An article by Anna Moore in the Mail online has suggested that male infidelity is rising.
6 years ago
She also adds that this is in direct correlation with an increase in the numbers of women who outstrip their partners when it comes to earning power. Recent figures show that almost a third of women in the UK now earn more than their partners or husbands. This is one of the many fall-outs of the current recession, and something that could potentially change male-female relationships for a whole generation and beyond.
Our female-only business has been running for a few months now, and we’ve been inundated by female clients who suspect their partners are playing away. The demographic of many of our clients is, indeed, high-earning women who have prestigious careers and spend a lot of their time away from home. They come to us wanting answers to their suspicions.
One might ask why they bother: surely, if you don’t trust your partner, you should end the relationship. Why spend your hard-earned cash on hiring a private investigator to tail your partner and tease out the sordid details? (Of course, it goes without saying that we never actually ask our potential clients this question: if we did, we’d be diddling ourselves out of a lot of business!).
Well, for many women who find themselves in this situation, the issue is not money: it is pride. For their own self-esteem and certainty, they just need to know. Women in this situation have already had enough ‘if’s and ‘but’s in their lives and in their relationships. Many are willing to pay their hard-earned cash in exchange for this certainty. If their partners are cheating, they are not going to spend a day longer in a relationship that is damaging to them, both emotionally and financially.
When the facts are clear, they don’t look back.....
So has the demand for an exclusively female Private Investigators’ Agency come about because of the recession? Certainly, Anna Moore’s article asserts that men are five times more likely to be unfaithful if they are financially dependent on their wife or girlfriend. If these figures are to be believed, over the next few years there’s going to be an adultery epidemic in the UK!
That is, unless men and women both change their unconscious attitudes towards finance and dependence. The current situation is that 50% more men than women are losing their jobs, leaving their wives or girlfriends to foot the bills. Traditionally, the man was the breadwinner of the family. It was the mark of a true man that he could go out and earn enough money to put dinner on the table for all of his family (and still have enough left over for fish and chips and a pint on Friday night!).
Christin Munsch from Cornell University, New York, headed a recent study of relationships in the US. She is quoted in The Money Times: ‘For women, making less money than a male partner is not threatening, it is the status quo.’ Boundaries were traditionally rigid, and part of a man’s masculine pride comes, however unconsciously, from being able to provide. However, since the 1960s, according to Anna Moore’s article, there has been a ‘five-fold increase’ in the number of women outstripping their partners when it comes to earning power. This is quite an achievement, given that the gender pay gap is still criminally high in the UK.

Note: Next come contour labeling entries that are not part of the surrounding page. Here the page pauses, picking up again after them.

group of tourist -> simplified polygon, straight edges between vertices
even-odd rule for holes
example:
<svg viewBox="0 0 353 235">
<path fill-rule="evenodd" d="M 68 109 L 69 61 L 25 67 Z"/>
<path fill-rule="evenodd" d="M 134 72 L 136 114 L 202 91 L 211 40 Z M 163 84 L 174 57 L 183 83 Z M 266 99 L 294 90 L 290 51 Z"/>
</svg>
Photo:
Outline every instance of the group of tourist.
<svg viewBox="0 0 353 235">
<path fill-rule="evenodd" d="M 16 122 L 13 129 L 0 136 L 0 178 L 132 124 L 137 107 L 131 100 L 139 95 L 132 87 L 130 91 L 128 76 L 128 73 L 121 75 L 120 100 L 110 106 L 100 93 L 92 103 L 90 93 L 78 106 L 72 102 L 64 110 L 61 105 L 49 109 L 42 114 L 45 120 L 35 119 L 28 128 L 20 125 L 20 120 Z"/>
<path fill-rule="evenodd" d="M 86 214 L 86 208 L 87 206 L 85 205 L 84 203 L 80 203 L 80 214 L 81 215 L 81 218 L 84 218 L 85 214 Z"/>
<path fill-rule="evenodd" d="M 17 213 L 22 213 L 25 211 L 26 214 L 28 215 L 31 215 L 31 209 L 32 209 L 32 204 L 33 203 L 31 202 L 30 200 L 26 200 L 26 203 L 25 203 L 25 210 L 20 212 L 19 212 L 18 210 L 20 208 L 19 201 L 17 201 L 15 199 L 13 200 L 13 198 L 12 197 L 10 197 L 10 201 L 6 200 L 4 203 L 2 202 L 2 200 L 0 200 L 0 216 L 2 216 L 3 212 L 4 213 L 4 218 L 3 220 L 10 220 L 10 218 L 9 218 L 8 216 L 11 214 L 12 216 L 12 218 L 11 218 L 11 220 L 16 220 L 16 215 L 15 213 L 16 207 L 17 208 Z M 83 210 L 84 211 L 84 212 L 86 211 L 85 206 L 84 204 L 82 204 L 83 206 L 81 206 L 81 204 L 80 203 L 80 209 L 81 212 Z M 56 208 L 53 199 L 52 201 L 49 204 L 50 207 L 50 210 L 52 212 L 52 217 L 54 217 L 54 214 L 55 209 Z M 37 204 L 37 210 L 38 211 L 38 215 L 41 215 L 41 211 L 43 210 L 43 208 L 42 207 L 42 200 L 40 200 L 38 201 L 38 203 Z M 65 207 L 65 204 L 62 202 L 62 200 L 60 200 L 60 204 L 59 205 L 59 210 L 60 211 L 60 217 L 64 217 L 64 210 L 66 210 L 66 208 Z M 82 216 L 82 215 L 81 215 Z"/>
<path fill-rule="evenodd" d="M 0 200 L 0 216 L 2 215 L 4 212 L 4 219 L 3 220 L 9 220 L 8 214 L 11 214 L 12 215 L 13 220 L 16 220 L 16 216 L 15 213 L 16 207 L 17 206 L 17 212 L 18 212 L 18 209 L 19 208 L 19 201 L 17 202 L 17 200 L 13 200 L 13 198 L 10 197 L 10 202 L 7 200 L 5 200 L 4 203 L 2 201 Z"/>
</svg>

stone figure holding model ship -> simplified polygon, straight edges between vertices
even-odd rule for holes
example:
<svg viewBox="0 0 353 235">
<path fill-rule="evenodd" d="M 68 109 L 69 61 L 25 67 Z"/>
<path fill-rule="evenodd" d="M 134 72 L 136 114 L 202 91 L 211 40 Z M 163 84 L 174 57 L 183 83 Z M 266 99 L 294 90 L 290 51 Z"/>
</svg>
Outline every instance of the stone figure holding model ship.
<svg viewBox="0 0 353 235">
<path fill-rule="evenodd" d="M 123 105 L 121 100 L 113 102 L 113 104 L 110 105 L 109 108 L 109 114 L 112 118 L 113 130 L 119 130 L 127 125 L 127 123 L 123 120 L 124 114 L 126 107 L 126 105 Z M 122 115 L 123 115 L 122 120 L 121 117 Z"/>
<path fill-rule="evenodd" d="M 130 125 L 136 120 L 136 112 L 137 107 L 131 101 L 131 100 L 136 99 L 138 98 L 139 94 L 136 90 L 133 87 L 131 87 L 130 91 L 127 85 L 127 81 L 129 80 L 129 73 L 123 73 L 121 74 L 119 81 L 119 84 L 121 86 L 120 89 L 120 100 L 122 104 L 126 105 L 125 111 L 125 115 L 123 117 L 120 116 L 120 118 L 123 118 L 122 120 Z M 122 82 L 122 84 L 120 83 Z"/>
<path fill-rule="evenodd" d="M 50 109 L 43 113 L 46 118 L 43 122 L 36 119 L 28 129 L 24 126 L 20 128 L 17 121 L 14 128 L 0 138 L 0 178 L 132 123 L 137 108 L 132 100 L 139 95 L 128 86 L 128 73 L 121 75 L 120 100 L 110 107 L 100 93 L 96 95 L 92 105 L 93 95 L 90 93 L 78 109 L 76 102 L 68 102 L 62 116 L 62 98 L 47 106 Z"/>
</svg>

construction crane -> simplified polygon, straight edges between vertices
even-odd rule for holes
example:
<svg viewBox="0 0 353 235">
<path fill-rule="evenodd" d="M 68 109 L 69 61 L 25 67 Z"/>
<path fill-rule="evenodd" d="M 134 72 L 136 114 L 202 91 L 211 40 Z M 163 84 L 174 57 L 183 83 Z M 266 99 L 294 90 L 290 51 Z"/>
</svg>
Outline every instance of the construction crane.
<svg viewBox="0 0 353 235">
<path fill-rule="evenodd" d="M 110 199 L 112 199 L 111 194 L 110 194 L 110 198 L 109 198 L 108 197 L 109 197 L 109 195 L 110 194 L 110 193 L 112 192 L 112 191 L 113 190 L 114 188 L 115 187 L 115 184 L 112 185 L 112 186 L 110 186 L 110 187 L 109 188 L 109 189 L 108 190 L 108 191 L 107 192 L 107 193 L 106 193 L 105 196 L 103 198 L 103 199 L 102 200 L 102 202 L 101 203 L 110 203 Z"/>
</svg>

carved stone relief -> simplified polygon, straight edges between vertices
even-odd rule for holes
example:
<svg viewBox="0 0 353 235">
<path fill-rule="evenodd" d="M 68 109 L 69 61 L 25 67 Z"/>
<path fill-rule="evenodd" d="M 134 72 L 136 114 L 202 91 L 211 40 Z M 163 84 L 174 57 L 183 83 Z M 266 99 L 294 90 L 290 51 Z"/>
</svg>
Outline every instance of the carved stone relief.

The emerging trend is the woman going out to work and the man either working part-time in a lower-paid job or taking time out to look after home and family. But currently, even couples who profess to be forward-thinking and pro-feminist are finding that problems are emerging in their relationship; cracks are beginning to show and resentments escalating. Women who hire us to check on their husbands are, understandably, irked that while they’re working away to earn for the whole family, their partners may be enjoying the fruits of their labour with someone else.
So what reasons are there for low-earning men to cheat more often? According to the study by Christin Munsch: “Having multiple partners may be an attempt to restore gender identity in response to these threats. In other words, for men, intimacy [outside their relationship] may be an attempt to compensate for feelings of inadequacy with respect to gender identity.” So again, it seems to be that pride is an overwhelming motivational factor, for both women and men.
So equality, with changing work patterns and family life, whilst they are necessary for progress, is causing what might be termed as ‘teething problems.’ This is a natural evolution, and we cannot expect attitudes to change overnight. After all, these attitudes and gender expectations have been in place for hundreds of years.
As a young woman who has a professional career and owns my house, I would resent any intimation that a man would feel threatened or emasculated by my financial independence or success. But I couldn’t guarantee that on some level I wouldn’t resent a partner who didn’t earn as much as me and had the capacity to pay his way. And I couldn’t say for sure that financial issues wouldn’t ever have an adverse effect on a relationship, no matter how proud I am of my independence.
Attitudes are slowly changing, and the number of women who hire us reflects this. They are no longer willing to sit back and bury their heads in the sand. They want answers, and when they have them, this is the time for them to move on and focus their resources on their own futures.